I am indexing files to elasticsearch 5 for content searching.
A "content" field contains the content of file, which maybe has large data in mega-byte.
The JSON example is shown as below:

{
    "fileId": "unique_fileId",
    "filename": "ms_word.docx",
    "content": "<large data here>"
}

Because user will copy files to another folder, I need to copy documents to the same index and type with different document IDs.
I don't want to read files again, and the best way should be just copying theses documents within same index and type by setting new fileId.
The reindex API can't fit my requirement because the target must be another index.

I'd like to know if any better way to do above requirement?
Appreciated for any comments.

Anderson.


(Christoph) #2

Hi,

two general question:

  • Why are you storing your binary data in elasticsearch at all? Is it searchable content?

  • when files change location on the user side, why can't you just update some path information about the location of the "large data"?


(liny) #3

Hi, @cbuescher:

Why are you storing your binary data in elasticsearch at all? Is it searchable content?

Not binary data, I'll use Apache Tika to extract the content as text for searching.

.

when files change location on the user side, why can't you just update some path information about the location of the "large data"?

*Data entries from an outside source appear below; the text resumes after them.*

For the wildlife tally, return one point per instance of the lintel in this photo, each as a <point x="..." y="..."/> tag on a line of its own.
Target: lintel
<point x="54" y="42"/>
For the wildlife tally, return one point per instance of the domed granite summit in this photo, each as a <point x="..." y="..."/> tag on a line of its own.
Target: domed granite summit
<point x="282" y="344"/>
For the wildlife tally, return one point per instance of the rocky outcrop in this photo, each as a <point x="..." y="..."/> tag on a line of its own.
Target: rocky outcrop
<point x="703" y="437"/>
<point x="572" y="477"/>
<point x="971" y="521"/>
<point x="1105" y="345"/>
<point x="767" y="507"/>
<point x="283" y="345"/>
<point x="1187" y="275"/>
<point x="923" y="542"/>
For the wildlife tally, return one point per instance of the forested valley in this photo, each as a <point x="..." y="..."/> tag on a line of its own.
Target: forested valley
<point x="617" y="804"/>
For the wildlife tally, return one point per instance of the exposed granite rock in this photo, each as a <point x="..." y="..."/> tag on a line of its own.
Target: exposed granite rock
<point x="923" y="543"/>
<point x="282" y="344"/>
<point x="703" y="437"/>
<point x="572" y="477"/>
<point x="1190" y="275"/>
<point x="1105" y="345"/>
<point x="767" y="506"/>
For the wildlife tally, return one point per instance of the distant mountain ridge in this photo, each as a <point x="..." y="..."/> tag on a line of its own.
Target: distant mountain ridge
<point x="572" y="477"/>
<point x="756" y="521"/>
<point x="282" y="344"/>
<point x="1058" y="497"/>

For copying only operation, this could be a good solution.
But if the user copies "my_word.docx" to "my_word_1.docx" in the same folder, I still have to copy as new document, because these two files are two records in searching result.
And maybe later user updated "my_word_1.docx", I only need to read the file content once for updating.

Let me know if any.
Thank you.


(Christoph) #4

Why not insert the new document again then?


(liny) #5

I think it should be the fastest way to tell ES to copy the same content instead of reading and extracting file again.
Let me know if any, thank you.


(system) #6

This topic was automatically closed 28 days after the last reply. New replies are no longer allowed.